Here's the first major movie of the new year that touches greatness, and damn if there isn't a curse hanging over it. Stop-Loss, directed with ferocity and feeling by Kimberly Peirce (Boys Don't Cry), is up against the war raging between audiences and films about Iraq. Box-office casualties last year include Lions for Lambs, Rendition, Redacted, Grace Is Gone and the unfairly scorned In the Valley of Elah.
Stop-Loss has the juice to break the jinx. The emotional battlefield on which Peirce paints her canvas strikes a universal chord that transcends politics and preaching. Peirce, who co-wrote the script with Mark Richard, takes us inside the minds and hearts of soldiers who enlisted after 9/11. Why? "To get the people who had done this," in the words of Peirce, whose brother joined a unit attached to the 82nd Airborne. At first, Peirce thought of making documentary about the trauma faced by men and women in military service who struggle to re-enter civilian life after duty in Iraq. She was struck hard by a story told by her brother about a soldier who'd done his time and been stop-lossed by the Army. The term refers to the involuntary extension of a soldier's enlistment contract. It turns out nearly 81,000 have been sent back into battle multiple times with no recourse — class-action lawsuits routinely fail — except to go AWOL. Using fictional characters, Peirce decided to craft a film about the lives of soldiers and their families living in a ghost world created by questionable government policy.
Some have already accused Stop-Loss of glorifying desertion. Bull. The film is a powder keg with no agenda except the human one. Ryan Phillippe stars as Sgt. Brandon King, just returned home to Brazos, Texas, with his childhood buddy Sgt. Steve Shriver (Channing Tatum). No matter how they try to eradicate the images of ambush that run in their heads, the men find their terror manifested in bar fights and bad dreams. Their friend Tommy Burgess (the superb Joseph Gordon-Levitt) is coming apart without the outlet war gave his violent, alcoholic nature. He opens fire on the gifts he and wife Jeanie (Mamie Gummer) receive at their wedding. Steve is waking up at night to dig a foxhole, much to the distress of his fiancée, Michele, Abbie Cornish). And Brandon, living with supportive parents (Lindamond and Ciarân Hinds), loses it when he's ordered back to Iraq. His decision to desert stuns Steve, as does Michele's decision to aid Brandon in his escape to Canada. The scenes of AWOL soldiers and their families living in an underground that extends across the country are the soul of the film.

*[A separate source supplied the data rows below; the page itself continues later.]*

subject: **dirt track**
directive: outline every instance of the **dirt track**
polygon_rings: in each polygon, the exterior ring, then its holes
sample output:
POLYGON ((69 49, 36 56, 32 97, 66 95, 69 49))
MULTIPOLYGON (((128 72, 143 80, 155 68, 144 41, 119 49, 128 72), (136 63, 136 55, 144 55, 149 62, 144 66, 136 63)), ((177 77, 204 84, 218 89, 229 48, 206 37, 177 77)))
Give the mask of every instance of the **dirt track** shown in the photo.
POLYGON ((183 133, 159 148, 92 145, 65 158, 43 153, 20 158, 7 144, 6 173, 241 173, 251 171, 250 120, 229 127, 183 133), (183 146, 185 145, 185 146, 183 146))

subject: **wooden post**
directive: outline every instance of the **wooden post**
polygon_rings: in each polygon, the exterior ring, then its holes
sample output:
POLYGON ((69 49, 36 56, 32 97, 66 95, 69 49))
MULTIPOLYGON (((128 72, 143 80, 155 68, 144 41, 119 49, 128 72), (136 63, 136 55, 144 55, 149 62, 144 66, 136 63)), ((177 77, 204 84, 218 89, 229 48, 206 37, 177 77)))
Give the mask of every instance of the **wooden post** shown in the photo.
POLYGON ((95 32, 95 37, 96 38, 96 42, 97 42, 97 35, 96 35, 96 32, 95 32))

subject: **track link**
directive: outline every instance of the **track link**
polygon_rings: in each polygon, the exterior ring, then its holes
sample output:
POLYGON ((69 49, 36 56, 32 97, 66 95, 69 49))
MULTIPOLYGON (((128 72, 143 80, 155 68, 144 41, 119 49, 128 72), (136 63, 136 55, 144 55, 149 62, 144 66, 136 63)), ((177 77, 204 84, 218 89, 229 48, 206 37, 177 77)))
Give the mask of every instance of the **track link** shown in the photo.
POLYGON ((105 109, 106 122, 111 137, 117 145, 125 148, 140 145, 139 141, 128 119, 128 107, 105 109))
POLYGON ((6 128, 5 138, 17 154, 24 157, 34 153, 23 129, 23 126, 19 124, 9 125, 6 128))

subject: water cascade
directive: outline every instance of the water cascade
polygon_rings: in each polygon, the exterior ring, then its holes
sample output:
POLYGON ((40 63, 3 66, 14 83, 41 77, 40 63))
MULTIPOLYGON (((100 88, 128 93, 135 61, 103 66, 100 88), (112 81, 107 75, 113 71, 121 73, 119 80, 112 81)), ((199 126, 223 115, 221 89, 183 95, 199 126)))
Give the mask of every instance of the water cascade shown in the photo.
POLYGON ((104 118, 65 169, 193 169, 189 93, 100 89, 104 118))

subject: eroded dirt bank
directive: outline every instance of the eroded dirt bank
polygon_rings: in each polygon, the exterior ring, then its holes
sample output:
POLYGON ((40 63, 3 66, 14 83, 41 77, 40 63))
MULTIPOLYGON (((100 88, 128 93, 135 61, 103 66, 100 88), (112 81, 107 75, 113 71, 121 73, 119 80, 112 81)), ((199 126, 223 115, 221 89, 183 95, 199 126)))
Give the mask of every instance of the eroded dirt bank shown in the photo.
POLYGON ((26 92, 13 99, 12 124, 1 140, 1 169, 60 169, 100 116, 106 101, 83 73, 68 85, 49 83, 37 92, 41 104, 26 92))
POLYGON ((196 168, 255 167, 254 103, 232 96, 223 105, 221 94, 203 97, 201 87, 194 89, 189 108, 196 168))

None of this would work if Peirce hadn't inspired her crew to push the envelope. Cinematographer Chris Menges, a poet of natural light, performs miracles of visual design. All the actors are exceptional. Phillippe (Flags of Our Fathers, Breach) is a dynamo, and indelibly moving when he catches Brandon in the act of discovering himself. Watch for the scene at a military hospital where he visits wounded comrade Rico Rodriguez (a knockout Victor Rasuk) and learns a hardcore lesson. Tatum (Step Up, A Guide to Recognizing Your Saints) excels by going beyond the call of hunk duty to find the demons tormenting Steve. His fistfight with Brandon at a cemetery locates the film's grieving heart. The most surprising performance comes from Cornish, the Aussie actress best known for her junkie turn opposite Heath Ledger in Candy. Female roles are usually marginal in war movies, but Cornish — working in tandem with Peirce — makes Michele a compassionate warrior who may be torn between two lovers but holds no doubt about the moral ground on which she stands. There's not an ounce of Hollywood fakery in Cornish — she's the real deal. So's the movie. And so is Peirce. It's been nine years since she debuted with Boys Don't Cry, but her empathy with society's outsiders is undiminished and fills every frame of Stop-Loss. Even when the script slips into sentiment, Peirce sticks with her troubled, questing soldiers, and through this raw and riveting movie, they stick with us.